Advertising is a favored target for the modern feminist, fond of critiquing the use of sex to sell non-sexual ideas (see: PETA) and creating an exploitative industry that thinks the hidden meaning of double entendres will be lost on viewers (see: Toyota). While sexism in TV and print advertisement is nothing new, one can’t help but wonder what’s with the influx of completely tasteless (and, indeed, inaccurate) ads.

Consider the launch of the new “Easy Tone” sneakers by Reebok.
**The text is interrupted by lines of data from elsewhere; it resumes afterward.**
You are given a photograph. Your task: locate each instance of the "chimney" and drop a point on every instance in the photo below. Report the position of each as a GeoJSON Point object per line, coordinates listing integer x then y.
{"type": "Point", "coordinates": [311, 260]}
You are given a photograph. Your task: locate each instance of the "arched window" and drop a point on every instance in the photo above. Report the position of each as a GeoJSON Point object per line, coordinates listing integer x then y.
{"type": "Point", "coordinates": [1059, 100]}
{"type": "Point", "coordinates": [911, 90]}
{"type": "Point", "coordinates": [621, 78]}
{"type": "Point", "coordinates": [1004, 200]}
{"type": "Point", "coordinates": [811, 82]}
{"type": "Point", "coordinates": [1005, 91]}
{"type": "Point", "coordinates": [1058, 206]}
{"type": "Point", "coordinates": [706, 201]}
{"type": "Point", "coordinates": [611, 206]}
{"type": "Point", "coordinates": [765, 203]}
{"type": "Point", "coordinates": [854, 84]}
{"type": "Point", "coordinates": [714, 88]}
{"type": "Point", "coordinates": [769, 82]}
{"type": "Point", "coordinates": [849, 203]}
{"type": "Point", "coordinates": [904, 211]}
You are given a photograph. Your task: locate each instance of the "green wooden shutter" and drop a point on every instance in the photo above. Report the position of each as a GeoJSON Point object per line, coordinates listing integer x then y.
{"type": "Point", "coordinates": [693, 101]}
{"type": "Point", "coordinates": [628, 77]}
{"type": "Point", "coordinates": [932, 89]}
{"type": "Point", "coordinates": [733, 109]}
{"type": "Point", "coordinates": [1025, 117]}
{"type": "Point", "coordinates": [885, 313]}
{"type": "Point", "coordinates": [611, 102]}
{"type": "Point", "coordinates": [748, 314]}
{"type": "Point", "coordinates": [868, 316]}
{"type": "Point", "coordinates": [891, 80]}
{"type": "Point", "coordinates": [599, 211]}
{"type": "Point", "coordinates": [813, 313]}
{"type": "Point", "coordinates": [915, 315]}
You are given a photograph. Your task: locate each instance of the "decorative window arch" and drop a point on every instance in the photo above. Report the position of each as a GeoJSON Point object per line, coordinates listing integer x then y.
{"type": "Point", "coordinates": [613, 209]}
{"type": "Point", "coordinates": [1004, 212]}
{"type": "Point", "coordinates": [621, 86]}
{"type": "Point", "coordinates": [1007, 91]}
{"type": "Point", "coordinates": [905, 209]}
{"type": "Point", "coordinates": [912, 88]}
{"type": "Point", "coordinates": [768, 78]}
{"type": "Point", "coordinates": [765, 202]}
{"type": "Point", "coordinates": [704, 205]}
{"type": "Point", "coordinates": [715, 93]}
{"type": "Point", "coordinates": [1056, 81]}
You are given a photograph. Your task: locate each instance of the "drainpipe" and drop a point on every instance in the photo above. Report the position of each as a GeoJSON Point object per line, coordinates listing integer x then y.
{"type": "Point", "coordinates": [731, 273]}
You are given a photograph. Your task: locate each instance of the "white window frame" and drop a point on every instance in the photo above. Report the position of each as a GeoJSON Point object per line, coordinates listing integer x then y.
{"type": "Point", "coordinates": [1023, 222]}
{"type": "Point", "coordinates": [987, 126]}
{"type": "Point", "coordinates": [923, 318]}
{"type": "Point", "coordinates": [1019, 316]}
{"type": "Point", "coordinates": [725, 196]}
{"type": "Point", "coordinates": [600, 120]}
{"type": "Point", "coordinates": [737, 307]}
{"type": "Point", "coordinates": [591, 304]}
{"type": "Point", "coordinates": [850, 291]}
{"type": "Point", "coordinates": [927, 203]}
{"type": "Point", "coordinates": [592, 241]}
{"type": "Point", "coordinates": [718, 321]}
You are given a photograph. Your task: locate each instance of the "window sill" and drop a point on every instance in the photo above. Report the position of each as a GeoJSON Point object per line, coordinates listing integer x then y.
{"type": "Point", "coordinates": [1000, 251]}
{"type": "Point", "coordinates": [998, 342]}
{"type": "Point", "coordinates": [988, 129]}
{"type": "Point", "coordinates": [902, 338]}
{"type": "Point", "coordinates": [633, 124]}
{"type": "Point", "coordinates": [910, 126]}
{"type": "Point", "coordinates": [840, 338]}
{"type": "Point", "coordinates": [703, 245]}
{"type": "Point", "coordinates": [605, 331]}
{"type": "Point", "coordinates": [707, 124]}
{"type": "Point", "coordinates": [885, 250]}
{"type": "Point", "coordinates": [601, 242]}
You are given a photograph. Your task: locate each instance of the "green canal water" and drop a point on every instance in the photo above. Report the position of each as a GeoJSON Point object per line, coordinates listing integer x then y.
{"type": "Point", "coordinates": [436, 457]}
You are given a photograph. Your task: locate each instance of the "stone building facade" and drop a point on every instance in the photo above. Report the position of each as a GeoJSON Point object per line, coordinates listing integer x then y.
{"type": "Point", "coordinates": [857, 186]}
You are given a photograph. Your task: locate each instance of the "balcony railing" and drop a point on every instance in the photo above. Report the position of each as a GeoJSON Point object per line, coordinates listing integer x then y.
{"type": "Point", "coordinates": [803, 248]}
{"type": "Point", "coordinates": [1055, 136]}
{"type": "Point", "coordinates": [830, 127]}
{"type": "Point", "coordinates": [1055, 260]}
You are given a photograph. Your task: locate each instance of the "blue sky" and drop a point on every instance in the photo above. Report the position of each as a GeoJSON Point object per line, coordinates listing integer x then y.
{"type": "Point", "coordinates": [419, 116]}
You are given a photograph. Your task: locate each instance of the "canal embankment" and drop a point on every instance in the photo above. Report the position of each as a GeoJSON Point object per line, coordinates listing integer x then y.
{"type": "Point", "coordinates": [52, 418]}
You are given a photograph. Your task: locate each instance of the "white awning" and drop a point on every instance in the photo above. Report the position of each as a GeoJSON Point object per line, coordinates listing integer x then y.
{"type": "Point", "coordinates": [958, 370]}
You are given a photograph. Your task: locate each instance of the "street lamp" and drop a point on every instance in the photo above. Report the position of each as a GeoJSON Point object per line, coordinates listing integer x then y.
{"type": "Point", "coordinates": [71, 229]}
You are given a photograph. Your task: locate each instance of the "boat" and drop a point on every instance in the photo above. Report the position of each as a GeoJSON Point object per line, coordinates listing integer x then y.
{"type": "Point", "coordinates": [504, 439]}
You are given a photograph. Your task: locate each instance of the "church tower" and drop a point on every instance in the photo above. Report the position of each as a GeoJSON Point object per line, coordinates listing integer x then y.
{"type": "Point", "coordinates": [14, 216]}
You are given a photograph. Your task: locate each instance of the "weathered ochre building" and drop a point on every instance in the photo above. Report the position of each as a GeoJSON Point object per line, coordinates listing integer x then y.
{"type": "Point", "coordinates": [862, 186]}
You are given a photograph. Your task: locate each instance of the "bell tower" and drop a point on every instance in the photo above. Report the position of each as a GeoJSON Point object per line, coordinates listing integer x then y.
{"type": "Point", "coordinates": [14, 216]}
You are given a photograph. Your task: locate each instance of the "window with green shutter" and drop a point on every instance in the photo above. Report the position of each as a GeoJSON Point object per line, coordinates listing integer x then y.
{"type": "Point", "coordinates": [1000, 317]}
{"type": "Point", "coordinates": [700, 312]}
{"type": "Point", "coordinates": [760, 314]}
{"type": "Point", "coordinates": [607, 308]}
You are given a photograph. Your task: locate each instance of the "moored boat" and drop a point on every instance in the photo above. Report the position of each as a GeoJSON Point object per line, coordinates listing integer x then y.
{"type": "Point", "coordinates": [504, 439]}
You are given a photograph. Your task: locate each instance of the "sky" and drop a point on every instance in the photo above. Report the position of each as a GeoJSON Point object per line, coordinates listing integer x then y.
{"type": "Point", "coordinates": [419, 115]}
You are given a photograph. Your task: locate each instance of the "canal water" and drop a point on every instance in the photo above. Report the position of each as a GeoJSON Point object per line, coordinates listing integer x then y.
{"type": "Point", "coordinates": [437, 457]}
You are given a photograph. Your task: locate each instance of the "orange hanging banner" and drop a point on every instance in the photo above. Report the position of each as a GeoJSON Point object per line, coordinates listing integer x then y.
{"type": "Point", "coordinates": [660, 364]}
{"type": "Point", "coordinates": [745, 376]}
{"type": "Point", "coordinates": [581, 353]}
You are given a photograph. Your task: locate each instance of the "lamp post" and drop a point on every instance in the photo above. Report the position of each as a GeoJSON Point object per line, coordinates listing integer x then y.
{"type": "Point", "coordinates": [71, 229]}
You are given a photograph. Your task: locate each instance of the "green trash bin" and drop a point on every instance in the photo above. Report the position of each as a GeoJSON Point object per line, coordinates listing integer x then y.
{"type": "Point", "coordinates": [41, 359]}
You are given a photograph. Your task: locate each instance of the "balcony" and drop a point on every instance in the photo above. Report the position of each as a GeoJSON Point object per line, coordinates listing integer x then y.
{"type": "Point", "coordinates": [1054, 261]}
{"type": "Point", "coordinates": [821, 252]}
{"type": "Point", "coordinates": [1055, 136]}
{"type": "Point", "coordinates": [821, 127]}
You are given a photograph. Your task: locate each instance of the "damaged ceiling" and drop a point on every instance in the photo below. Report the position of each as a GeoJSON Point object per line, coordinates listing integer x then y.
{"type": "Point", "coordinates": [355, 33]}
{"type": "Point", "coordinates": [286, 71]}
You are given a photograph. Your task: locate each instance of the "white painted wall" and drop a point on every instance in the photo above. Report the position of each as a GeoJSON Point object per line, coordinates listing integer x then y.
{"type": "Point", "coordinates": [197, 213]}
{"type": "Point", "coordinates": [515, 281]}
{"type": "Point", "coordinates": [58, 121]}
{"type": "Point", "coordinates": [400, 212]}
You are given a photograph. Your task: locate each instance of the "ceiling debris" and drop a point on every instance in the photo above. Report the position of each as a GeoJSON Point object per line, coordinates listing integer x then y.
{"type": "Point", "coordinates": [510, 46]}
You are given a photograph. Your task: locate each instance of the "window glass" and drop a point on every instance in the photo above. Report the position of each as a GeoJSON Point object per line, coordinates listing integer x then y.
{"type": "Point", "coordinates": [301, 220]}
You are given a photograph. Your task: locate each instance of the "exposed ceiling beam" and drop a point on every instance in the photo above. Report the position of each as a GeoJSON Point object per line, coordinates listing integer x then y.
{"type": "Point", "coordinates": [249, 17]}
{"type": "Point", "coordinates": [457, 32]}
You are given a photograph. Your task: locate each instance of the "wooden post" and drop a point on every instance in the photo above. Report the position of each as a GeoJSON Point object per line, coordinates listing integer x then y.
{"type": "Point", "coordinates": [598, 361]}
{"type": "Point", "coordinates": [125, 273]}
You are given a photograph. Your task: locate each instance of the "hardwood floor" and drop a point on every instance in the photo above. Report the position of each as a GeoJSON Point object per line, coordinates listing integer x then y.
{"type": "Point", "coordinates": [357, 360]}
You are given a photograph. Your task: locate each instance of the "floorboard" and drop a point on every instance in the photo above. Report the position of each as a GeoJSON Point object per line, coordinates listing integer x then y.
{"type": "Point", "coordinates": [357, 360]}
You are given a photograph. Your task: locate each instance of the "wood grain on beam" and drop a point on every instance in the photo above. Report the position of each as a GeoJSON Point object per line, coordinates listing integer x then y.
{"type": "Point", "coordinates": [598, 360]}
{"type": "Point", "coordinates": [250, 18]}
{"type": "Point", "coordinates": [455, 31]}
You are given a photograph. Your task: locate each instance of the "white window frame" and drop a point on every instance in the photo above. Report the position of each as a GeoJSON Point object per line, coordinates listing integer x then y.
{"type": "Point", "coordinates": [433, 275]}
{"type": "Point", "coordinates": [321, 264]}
Piggybacking off the success of Avon and Curves’ joint venture, other shoe retailers, including Skechers, are catching on and offering their own brand of the funky-soled shoe, bragging that it burns more calories and tones while the wearer merely walks in them. Though these claims were debunked by the New York Times earlier this month, the companies are launching an ad blitz in the upcoming weeks, planning around 3,000 cable slots prior to the Christmas holiday alone.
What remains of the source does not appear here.